As a white male from a middle-class background I write this with no illusions that my relative success means that the same opportunities I had are available to all. The data around education and employment in the tech industry, especially for those from “non-conventional” backgrounds makes for difficult reading (1) (2). I’m immensely grateful to all those who supported me and very much aware that without them and the academic options available, I would not be where I am now. 

I hope that my story might show that it’s never too late to change course and return to education. Despite an education system that drills into children that they must do well in the next exam or else they’re locked out of progressing, it is possible to return to education years later. It might require more effort, but it’s doable. 

Furthermore it’s vital we keep these routes open for people and promote them so that students don’t unwittingly limit their potential. Since I studied for my Access qualification, funding for further education has been cut by around half a billion pounds;  the result of this is that adults over 24+ have to pay (by student loan or otherwise) for any Level 3 or Level 4 qualifications and this has led to a marked reduction (31% according to a government report) in the number of people taking such qualifications.

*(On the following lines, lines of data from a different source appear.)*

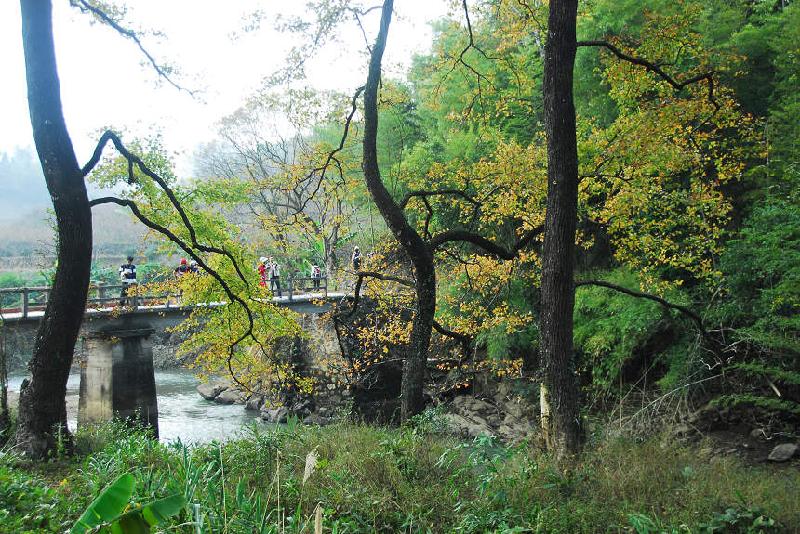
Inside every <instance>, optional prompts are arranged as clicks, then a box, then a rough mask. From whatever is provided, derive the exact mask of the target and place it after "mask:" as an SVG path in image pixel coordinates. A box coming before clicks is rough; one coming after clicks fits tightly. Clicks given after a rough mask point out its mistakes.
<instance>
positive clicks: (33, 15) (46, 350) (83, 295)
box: [16, 0, 92, 458]
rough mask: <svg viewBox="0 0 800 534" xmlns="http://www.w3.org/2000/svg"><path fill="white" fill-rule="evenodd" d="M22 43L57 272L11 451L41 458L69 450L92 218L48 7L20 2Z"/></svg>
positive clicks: (28, 94)
mask: <svg viewBox="0 0 800 534" xmlns="http://www.w3.org/2000/svg"><path fill="white" fill-rule="evenodd" d="M20 4H21V8H22V42H23V46H24V50H25V69H26V76H27V84H28V106H29V108H30V115H31V125H32V126H33V138H34V141H35V143H36V151H37V152H38V154H39V161H40V162H41V165H42V170H43V172H44V177H45V180H46V182H47V189H48V191H49V192H50V197H51V198H52V201H53V209H54V211H55V215H56V222H57V227H58V265H57V268H56V275H55V280H54V281H53V287H52V290H51V293H50V298H49V300H48V302H47V309H46V310H45V314H44V318H43V319H42V322H41V324H40V325H39V331H38V332H37V335H36V341H35V344H34V350H33V357H32V359H31V362H30V364H29V369H30V372H31V379H30V381H27V382H26V383H25V384H23V387H22V391H21V392H20V401H19V402H20V406H19V425H18V429H17V436H16V443H17V446H18V447H19V449H20V450H22V451H23V452H24V453H25V454H27V455H29V456H31V457H35V458H42V457H45V456H46V455H47V454H48V452H50V451H52V450H53V449H54V447H56V445H57V443H58V439H59V436H61V437H62V438H64V439H65V440H66V441H65V443H67V444H69V443H70V436H69V434H68V432H67V413H66V404H65V400H64V398H65V395H66V387H67V377H68V375H69V370H70V366H71V365H72V356H73V352H74V350H75V341H76V339H77V337H78V331H79V329H80V326H81V321H82V320H83V312H84V308H85V306H86V292H87V288H88V284H89V270H90V264H91V256H92V215H91V210H90V207H89V200H88V198H87V195H86V186H85V184H84V180H83V175H82V173H81V169H80V167H79V165H78V161H77V159H76V157H75V152H74V151H73V148H72V141H71V140H70V138H69V134H68V133H67V127H66V124H65V122H64V116H63V114H62V111H61V95H60V87H59V81H58V72H57V69H56V58H55V47H54V44H53V27H52V8H51V4H50V0H21V2H20Z"/></svg>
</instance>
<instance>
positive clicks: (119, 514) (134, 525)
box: [70, 473, 186, 534]
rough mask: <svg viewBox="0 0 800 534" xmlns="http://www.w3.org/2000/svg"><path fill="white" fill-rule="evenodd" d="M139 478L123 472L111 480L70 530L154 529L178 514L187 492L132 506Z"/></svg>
mask: <svg viewBox="0 0 800 534" xmlns="http://www.w3.org/2000/svg"><path fill="white" fill-rule="evenodd" d="M135 483H136V480H135V479H134V477H133V475H131V474H130V473H125V474H124V475H121V476H120V477H119V478H118V479H117V480H115V481H114V482H112V483H111V484H109V485H108V486H107V487H106V488H105V489H104V490H103V491H102V492H101V493H100V495H98V496H97V498H96V499H95V500H94V501H92V503H91V504H90V505H89V507H88V508H87V509H86V511H85V512H84V513H83V514H82V515H81V517H79V518H78V521H77V522H76V523H75V525H73V527H72V529H70V534H83V533H85V532H90V531H92V532H94V531H95V530H97V529H98V528H99V532H109V533H119V534H125V533H131V534H133V533H137V532H150V529H151V527H154V526H156V525H159V524H160V523H163V522H164V521H166V520H167V519H169V518H170V517H171V516H174V515H177V514H178V513H179V512H180V511H181V510H182V509H183V507H184V506H185V505H186V500H185V499H184V497H183V495H181V494H175V495H172V496H170V497H166V498H164V499H159V500H156V501H152V502H149V503H146V504H141V505H136V506H134V507H133V508H132V509H129V508H130V507H129V502H128V501H129V500H130V498H131V495H133V489H134V486H135Z"/></svg>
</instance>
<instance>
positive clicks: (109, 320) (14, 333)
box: [0, 278, 348, 370]
mask: <svg viewBox="0 0 800 534" xmlns="http://www.w3.org/2000/svg"><path fill="white" fill-rule="evenodd" d="M318 281H319V283H318V284H316V283H315V282H317V281H312V279H310V278H309V279H301V280H294V281H290V282H289V284H287V285H288V287H287V288H286V291H284V292H283V296H281V297H273V298H272V302H273V304H275V305H277V306H281V307H286V308H289V309H291V310H293V311H295V312H297V313H299V314H300V315H301V316H317V315H319V314H322V313H325V312H326V311H329V310H330V309H331V307H332V306H333V305H334V304H335V303H336V302H339V301H341V300H342V299H346V298H348V294H346V293H344V292H329V291H328V290H327V284H326V283H325V282H326V280H325V279H324V278H322V279H319V280H318ZM304 282H308V283H307V284H305V285H304V284H303V283H304ZM316 285H318V286H319V287H315V286H316ZM121 287H122V286H119V285H115V286H102V285H93V286H91V287H90V295H89V298H88V300H87V307H86V311H85V313H84V320H83V324H82V325H81V333H80V335H79V341H78V346H76V353H79V352H82V347H81V346H80V345H81V343H82V340H84V339H85V338H86V337H87V336H91V334H93V333H94V332H98V331H103V330H104V329H105V328H106V327H107V326H108V325H110V324H113V323H115V322H116V321H117V320H118V319H119V318H120V316H121V315H124V316H127V317H129V318H136V319H137V323H140V324H147V325H148V327H149V328H151V329H152V330H153V346H154V351H155V356H156V363H157V364H158V363H159V362H164V361H168V360H169V359H170V358H172V357H174V346H176V345H177V344H178V342H179V341H180V340H177V341H176V340H175V339H172V335H171V334H170V332H169V330H170V329H171V328H172V327H175V326H177V325H178V324H180V323H181V322H182V321H183V320H184V319H186V317H187V316H188V315H189V314H190V313H191V311H192V309H193V307H190V306H182V305H180V303H179V302H180V301H179V297H178V296H177V295H158V296H156V295H149V294H143V295H139V296H137V297H135V299H136V300H134V301H133V302H132V304H133V305H130V306H124V307H120V306H119V305H118V303H119V296H118V295H119V292H120V289H121ZM49 291H50V288H49V287H31V288H27V287H26V288H4V289H0V320H2V328H3V334H4V336H5V349H6V356H7V361H8V367H9V369H10V370H14V369H20V368H21V367H23V366H24V364H25V363H26V362H27V360H28V359H30V355H31V354H32V352H33V342H34V338H35V336H36V332H37V330H38V327H39V322H40V321H41V319H42V317H43V316H44V309H45V307H46V305H47V296H48V294H49ZM108 295H113V296H108ZM225 305H226V303H225V302H210V303H206V304H203V306H225ZM303 322H306V321H305V320H301V323H303Z"/></svg>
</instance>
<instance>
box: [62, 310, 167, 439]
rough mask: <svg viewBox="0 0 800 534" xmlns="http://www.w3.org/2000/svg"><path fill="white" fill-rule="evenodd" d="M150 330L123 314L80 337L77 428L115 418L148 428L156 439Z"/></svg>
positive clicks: (106, 420)
mask: <svg viewBox="0 0 800 534" xmlns="http://www.w3.org/2000/svg"><path fill="white" fill-rule="evenodd" d="M153 331H154V330H153V328H152V327H151V326H150V325H149V324H148V323H146V322H143V321H141V320H137V319H135V318H134V317H133V316H131V315H127V316H123V317H121V318H120V319H118V320H115V321H112V322H110V323H108V324H106V325H105V326H103V327H102V328H100V329H98V330H95V331H92V332H87V333H86V334H84V338H83V347H84V359H83V361H82V363H81V386H80V397H79V400H78V426H83V425H86V424H90V423H97V422H102V421H110V420H111V419H113V418H118V419H123V420H128V421H134V422H137V423H139V424H141V425H143V426H149V427H150V428H152V429H153V432H154V433H155V437H156V438H158V400H157V398H156V383H155V374H154V372H153V347H152V344H151V341H150V335H151V334H152V333H153Z"/></svg>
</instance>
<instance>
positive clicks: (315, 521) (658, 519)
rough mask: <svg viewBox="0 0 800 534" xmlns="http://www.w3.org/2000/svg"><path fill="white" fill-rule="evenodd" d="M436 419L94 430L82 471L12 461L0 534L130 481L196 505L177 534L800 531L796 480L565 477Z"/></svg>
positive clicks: (651, 443) (665, 475)
mask: <svg viewBox="0 0 800 534" xmlns="http://www.w3.org/2000/svg"><path fill="white" fill-rule="evenodd" d="M426 417H427V419H425V418H422V419H419V420H417V422H416V423H415V424H413V425H408V426H405V427H403V428H399V429H398V428H394V429H389V428H376V427H369V426H363V425H358V424H351V423H340V424H337V425H333V426H330V427H326V428H318V427H304V426H291V427H289V428H270V429H269V430H263V429H262V428H259V427H252V428H251V429H250V430H249V432H248V433H247V434H246V435H245V436H244V437H242V438H240V439H238V440H236V441H230V442H225V443H211V444H207V445H200V446H195V447H186V446H184V445H183V444H181V443H172V444H168V445H164V444H160V443H158V442H156V441H153V440H150V439H149V438H148V437H147V435H146V434H145V433H143V432H133V433H131V432H130V431H129V430H124V429H123V427H121V426H119V425H115V424H114V425H105V426H102V427H97V428H94V429H91V430H89V431H82V432H80V433H79V435H78V436H77V443H78V447H79V450H80V451H81V453H80V455H78V456H76V457H73V458H70V459H63V460H59V461H54V462H51V463H48V464H44V465H30V464H26V463H25V462H23V461H22V460H20V459H19V458H16V457H14V456H12V455H8V454H4V455H2V456H0V514H5V515H4V517H0V524H2V525H3V526H2V528H0V530H2V531H3V532H26V530H25V529H26V528H28V530H27V531H29V532H42V531H47V530H50V529H52V530H59V529H61V530H63V529H64V528H67V527H68V526H69V525H70V524H71V522H72V521H74V520H75V518H77V517H78V516H79V515H80V513H81V512H82V511H83V509H84V508H85V507H86V505H88V503H89V502H90V501H91V499H92V498H93V496H94V495H96V494H97V493H98V492H99V491H100V489H102V488H103V487H104V486H105V485H106V484H108V482H110V481H111V480H113V479H114V478H115V477H116V476H119V474H121V473H124V472H131V473H133V474H134V476H135V477H136V479H137V494H136V495H135V496H134V500H136V501H137V502H144V501H146V500H150V499H154V498H158V497H163V496H164V495H167V494H170V493H173V492H176V491H177V492H182V493H183V494H184V495H185V496H186V498H187V500H188V502H189V503H190V504H189V506H187V509H186V510H185V512H184V513H183V514H182V515H181V516H179V517H177V518H175V520H174V521H173V524H172V525H171V526H169V527H166V528H165V531H167V532H187V533H200V532H203V533H206V532H208V533H211V532H213V533H218V532H228V533H251V532H258V533H281V532H289V533H299V532H309V533H310V532H315V531H317V530H318V528H321V529H322V531H323V532H474V533H478V532H601V531H602V532H605V531H608V530H611V531H631V532H633V531H636V532H673V531H676V532H677V531H680V532H687V531H688V532H700V531H705V532H740V531H741V532H748V530H747V528H752V529H753V530H750V531H754V532H758V531H777V530H775V527H773V526H770V521H774V522H776V524H780V525H781V526H780V529H781V530H784V531H785V530H788V531H792V530H797V529H798V528H800V499H798V498H797V495H798V493H797V490H798V488H800V473H799V472H798V470H797V469H796V468H792V467H774V466H746V465H743V464H741V463H740V462H739V461H737V460H736V459H734V458H717V459H712V460H710V461H709V460H708V459H702V458H700V457H698V454H697V452H696V451H695V450H693V449H690V448H684V447H680V446H676V445H663V444H662V443H661V442H660V441H657V440H653V441H648V442H645V443H635V442H629V441H624V440H616V441H607V442H603V443H600V444H598V445H596V446H595V448H594V450H591V451H589V452H587V454H586V455H585V456H584V458H583V459H582V461H581V463H580V464H578V465H576V466H575V467H574V468H573V469H572V470H570V471H569V472H566V473H565V472H560V471H558V470H556V469H555V467H554V465H553V464H552V463H551V461H550V459H549V458H548V457H547V456H546V455H543V454H541V453H540V452H537V451H536V450H534V449H533V448H532V447H528V446H525V445H524V444H523V445H520V446H517V447H513V448H509V447H506V446H503V445H502V444H499V443H497V442H496V441H494V440H492V439H490V438H485V437H481V438H477V439H475V440H473V441H470V442H463V441H459V440H458V439H456V438H454V437H452V436H448V435H446V434H442V433H440V432H439V430H440V429H439V427H438V425H437V424H436V422H435V417H432V416H426ZM26 525H31V526H29V527H26ZM754 525H755V526H754ZM723 528H724V529H728V530H723ZM9 529H10V530H9ZM737 529H738V530H737ZM770 529H772V530H770Z"/></svg>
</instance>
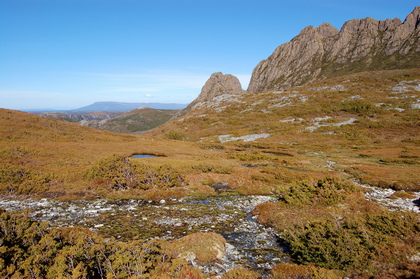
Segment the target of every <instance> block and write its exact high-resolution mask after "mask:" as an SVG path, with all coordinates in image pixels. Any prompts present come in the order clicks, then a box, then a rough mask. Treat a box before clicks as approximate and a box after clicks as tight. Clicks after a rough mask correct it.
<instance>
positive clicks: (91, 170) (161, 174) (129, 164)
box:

People are (rightly or wrongly) put off even starting on the journey to university by the student debt that now also accompanies our degree programmes. 

I hope that in time our government will come to recognise the value of such funding and reverse some of those cuts. In the meantime I will do all I can to support people going on a similar journey to mine, be it through talking and writing about it or helping provide some of the opportunities I was given, for example by setting up paid internship programmes. 

Written by Alan Gore

 

4 comments

  1. I went through school being compared to an older brother who went on to gain a PHD. I lost confidence went to work at 16 and never felt bright enough and exams always scared me.
    In 2005 after Coventry university telling me I didn’t have enough to be a mature under graduate prospect I applied to oxford through continued learning. Two years later and three months after my father died I sat in the hallowed exam hall finishing my advanced diploma…..I passed. In 2014 I gained my degree with the open university.

    I couldn’t be more proud to be an ICTTECH and adore everything IT…..sadly at 52 I can’t find a way back into tech…..there is very little funding for low incomes, if I could add one thing it’s free or lower cost studies.

    Though resigned to never achieving anymore in IT I’d still like a masters and a PHD like my brother……maybe one day….!

    For now never leave a dream behind, an exam is an exam….any greats didn’t have a degree or needed it to access progress and that’s something we need to keep in mind. Success is driven by wanting to achieve not by the piece of paper.

  2. Alan, thank you for sharing your story and Sue, thank you for giving Alan this platform to share his words with those who may need to read them.

    It is so easy to think that education is like a train track and you are either on the GSCE-A-Level-degree-graduate job line or you fall off it. The reality is that life isn’t that simple for many people for many reasons. We see at university people who are mature students, parents, refugees. Those who have started at another university or degree programme and realised it wasn’t for them. Those who apply through clearing after achieving grades they didn’t expect (better or worse). We have students who have missed years of traditional school education through illness or circumstance.

    I write this in Welcome Week, surrounded no doubt, by many students who will have the same imposter syndrome that Alan had as they prepare for their first lectures and settle into halls. We’d love to share your story with them so that they can not only know that they do belong, but they can also achieve top grades, awards and a promising career like Alan and Sue know have before them.